В коридоре Аугуста уже ждал Рукавишников и ухмылялся: «А я думал, ты уже к Соловкам маршируешь в шеренгах по восемь».
Оказывается, это он, Рукавишников, поднял бучу, не обнаружив на милицейском крыльце своего специалиста: «Что? Тракториста моего арестовали? Как так? Посевная скоро! Корма возить некому! Кто тут вздумал страну голодом морить? Лично Берии сообщу! Вот прямо отсюда — и на почту: молнию отбивать…». При слове «Берия» даже петли на дубовых дверях здания НКВД переставали визжать. Чего уж тогда говорить про капитана Огневского, состоящего не из стали, а всего лишь из смеси воды и дерьма; вся его биохимия привычно содрогнулась кишечным спазмом при упоминании священного имени Главного Убийцы, и он, чтобы не дразнить чертей, приказал немедленно выпустить этого проклятого Бауэра. «Ишь, моду взяли, сволочи, — бормотал он, — чуть что — сразу «Берия», «Берия»… докликаетесь, собаки: вы еще не знаете по-настоящему, что это такое — «Берия»…».

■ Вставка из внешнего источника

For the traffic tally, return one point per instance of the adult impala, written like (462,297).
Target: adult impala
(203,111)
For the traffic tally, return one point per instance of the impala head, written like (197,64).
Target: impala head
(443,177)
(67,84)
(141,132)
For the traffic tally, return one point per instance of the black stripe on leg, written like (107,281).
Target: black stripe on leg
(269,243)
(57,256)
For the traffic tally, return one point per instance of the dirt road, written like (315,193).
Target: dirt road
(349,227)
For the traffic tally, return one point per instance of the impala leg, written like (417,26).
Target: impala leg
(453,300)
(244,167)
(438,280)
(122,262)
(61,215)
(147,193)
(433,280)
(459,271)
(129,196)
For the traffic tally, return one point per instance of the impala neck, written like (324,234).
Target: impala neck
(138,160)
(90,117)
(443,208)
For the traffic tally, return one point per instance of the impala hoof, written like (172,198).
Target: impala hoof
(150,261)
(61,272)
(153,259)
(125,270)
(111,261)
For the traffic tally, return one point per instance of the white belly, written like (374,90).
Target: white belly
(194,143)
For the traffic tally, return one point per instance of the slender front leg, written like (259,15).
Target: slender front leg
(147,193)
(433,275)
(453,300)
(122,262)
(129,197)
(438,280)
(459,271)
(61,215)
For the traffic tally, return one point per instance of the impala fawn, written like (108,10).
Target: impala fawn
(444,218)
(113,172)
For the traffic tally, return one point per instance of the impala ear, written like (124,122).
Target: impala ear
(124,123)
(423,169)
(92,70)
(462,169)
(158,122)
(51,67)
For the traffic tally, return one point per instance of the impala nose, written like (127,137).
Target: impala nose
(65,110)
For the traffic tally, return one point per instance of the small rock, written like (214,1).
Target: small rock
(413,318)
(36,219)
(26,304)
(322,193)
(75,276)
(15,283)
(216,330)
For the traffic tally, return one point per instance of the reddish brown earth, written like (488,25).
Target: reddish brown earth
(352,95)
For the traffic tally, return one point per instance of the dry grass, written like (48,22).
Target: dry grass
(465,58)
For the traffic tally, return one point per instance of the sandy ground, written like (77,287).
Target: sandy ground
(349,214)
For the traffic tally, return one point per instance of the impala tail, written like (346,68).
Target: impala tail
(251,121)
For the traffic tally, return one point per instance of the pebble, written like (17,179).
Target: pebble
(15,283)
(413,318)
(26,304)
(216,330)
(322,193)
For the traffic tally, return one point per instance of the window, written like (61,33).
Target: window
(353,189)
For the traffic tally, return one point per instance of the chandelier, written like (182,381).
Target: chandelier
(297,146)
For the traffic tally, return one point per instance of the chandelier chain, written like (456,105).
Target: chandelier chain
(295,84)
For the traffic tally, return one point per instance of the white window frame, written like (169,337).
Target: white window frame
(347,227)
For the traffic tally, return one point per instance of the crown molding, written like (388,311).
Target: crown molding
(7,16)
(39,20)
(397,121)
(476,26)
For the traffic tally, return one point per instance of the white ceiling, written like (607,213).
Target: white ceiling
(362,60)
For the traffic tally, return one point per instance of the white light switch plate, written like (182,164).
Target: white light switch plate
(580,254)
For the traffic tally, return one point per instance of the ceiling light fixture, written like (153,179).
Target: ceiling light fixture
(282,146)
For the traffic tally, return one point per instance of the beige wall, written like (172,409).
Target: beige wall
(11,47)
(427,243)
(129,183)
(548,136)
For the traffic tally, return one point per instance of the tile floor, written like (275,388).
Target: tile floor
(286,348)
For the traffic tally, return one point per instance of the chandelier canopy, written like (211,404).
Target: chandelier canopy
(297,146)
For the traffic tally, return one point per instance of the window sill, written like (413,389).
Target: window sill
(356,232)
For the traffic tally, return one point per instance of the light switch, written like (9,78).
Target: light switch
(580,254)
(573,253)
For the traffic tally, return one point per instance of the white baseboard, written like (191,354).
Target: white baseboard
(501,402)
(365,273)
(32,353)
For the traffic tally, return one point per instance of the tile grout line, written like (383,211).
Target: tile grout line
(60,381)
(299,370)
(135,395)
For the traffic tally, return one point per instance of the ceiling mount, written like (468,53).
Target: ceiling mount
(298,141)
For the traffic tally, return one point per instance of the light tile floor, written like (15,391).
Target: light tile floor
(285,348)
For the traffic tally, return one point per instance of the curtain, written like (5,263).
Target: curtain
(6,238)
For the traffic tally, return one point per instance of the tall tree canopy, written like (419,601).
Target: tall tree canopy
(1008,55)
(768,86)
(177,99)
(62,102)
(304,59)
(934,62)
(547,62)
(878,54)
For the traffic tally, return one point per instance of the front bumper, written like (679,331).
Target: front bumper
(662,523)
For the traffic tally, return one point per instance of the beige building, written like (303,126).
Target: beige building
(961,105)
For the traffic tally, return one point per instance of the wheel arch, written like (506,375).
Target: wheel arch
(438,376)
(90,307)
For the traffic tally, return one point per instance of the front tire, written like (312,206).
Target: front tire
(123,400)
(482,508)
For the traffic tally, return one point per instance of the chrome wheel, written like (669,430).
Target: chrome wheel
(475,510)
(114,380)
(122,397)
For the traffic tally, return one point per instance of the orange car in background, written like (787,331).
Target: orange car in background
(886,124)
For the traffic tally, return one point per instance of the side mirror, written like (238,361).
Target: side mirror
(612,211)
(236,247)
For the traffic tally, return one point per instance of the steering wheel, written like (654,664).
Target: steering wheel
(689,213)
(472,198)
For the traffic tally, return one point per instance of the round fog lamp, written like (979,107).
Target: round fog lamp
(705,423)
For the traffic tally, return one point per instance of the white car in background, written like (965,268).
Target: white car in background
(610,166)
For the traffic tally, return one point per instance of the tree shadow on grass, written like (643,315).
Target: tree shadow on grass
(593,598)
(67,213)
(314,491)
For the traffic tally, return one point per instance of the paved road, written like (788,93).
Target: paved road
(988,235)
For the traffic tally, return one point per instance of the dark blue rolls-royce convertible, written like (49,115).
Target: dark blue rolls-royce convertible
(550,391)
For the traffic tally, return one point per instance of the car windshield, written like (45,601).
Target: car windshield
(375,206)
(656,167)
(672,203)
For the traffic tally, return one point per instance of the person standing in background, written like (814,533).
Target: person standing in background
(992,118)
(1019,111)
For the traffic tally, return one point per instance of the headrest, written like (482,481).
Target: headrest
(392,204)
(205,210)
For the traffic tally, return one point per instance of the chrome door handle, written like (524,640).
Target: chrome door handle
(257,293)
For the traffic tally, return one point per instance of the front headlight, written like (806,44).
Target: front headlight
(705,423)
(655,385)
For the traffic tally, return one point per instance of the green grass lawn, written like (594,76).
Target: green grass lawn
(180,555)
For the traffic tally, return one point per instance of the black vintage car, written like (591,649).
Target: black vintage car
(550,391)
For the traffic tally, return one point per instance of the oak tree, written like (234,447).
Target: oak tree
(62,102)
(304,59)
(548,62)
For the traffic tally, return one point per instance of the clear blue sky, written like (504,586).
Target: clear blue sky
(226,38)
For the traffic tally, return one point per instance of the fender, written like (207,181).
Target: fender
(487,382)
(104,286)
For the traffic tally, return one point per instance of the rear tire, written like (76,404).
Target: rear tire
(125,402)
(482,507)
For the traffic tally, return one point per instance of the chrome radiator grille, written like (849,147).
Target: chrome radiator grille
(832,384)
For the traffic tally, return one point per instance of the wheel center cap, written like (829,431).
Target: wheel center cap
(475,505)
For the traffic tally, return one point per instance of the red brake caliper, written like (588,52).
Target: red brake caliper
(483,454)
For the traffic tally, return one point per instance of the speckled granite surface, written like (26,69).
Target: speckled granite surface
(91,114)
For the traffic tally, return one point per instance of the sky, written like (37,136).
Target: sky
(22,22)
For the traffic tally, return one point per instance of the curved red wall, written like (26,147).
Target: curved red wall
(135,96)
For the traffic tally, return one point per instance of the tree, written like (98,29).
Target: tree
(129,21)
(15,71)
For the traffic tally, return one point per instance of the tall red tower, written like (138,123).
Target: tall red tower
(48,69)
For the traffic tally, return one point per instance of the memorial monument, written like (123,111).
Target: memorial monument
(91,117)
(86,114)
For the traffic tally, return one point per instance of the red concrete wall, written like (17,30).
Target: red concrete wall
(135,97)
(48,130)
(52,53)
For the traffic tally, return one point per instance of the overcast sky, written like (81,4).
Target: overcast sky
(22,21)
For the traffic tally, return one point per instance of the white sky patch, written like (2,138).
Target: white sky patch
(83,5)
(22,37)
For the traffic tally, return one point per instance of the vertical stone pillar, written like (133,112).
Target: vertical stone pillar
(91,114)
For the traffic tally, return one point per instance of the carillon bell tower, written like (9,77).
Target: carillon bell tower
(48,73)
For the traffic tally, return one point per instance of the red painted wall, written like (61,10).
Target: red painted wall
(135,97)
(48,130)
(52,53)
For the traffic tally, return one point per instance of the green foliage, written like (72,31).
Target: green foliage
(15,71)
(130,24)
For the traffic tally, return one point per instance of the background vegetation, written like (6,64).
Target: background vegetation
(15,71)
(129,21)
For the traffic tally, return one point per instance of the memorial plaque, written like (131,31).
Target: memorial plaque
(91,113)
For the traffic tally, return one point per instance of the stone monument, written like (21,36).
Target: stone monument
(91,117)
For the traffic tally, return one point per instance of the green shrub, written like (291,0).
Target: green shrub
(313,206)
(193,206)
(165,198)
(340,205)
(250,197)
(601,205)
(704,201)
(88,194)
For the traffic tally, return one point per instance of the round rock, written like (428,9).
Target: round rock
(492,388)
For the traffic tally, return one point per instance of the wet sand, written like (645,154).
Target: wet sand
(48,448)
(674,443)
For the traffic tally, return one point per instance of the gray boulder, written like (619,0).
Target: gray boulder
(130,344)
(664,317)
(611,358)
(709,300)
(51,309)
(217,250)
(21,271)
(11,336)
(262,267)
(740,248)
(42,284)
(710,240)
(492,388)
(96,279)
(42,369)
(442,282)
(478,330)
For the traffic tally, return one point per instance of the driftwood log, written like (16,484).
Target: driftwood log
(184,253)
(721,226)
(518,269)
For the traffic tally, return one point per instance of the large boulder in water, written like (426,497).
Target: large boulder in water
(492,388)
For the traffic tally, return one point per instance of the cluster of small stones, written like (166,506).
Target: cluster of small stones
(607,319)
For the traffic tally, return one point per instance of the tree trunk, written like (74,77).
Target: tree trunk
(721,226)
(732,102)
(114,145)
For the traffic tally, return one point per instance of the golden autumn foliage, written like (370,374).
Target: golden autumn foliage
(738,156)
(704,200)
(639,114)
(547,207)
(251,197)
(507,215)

Аугуста Огневский отпустил, но Рукавишникову пообещал при первом же подходящем случае припомнить ему… Сам себе пообещал, конечно же — не вслух. Потому что Органы — ведомство немногословное.
По дороге домой Аугуст рассказал председателю историю Абрама. Рукавишников нахмурился: «С энкавэдэ дела иметь, Август — это как со змеей играться. Пару раз сойдет с рук, а потом — цап! — и сам готов… ладно, я подумаю, что можно будет сделать… болваны бдитоголовые…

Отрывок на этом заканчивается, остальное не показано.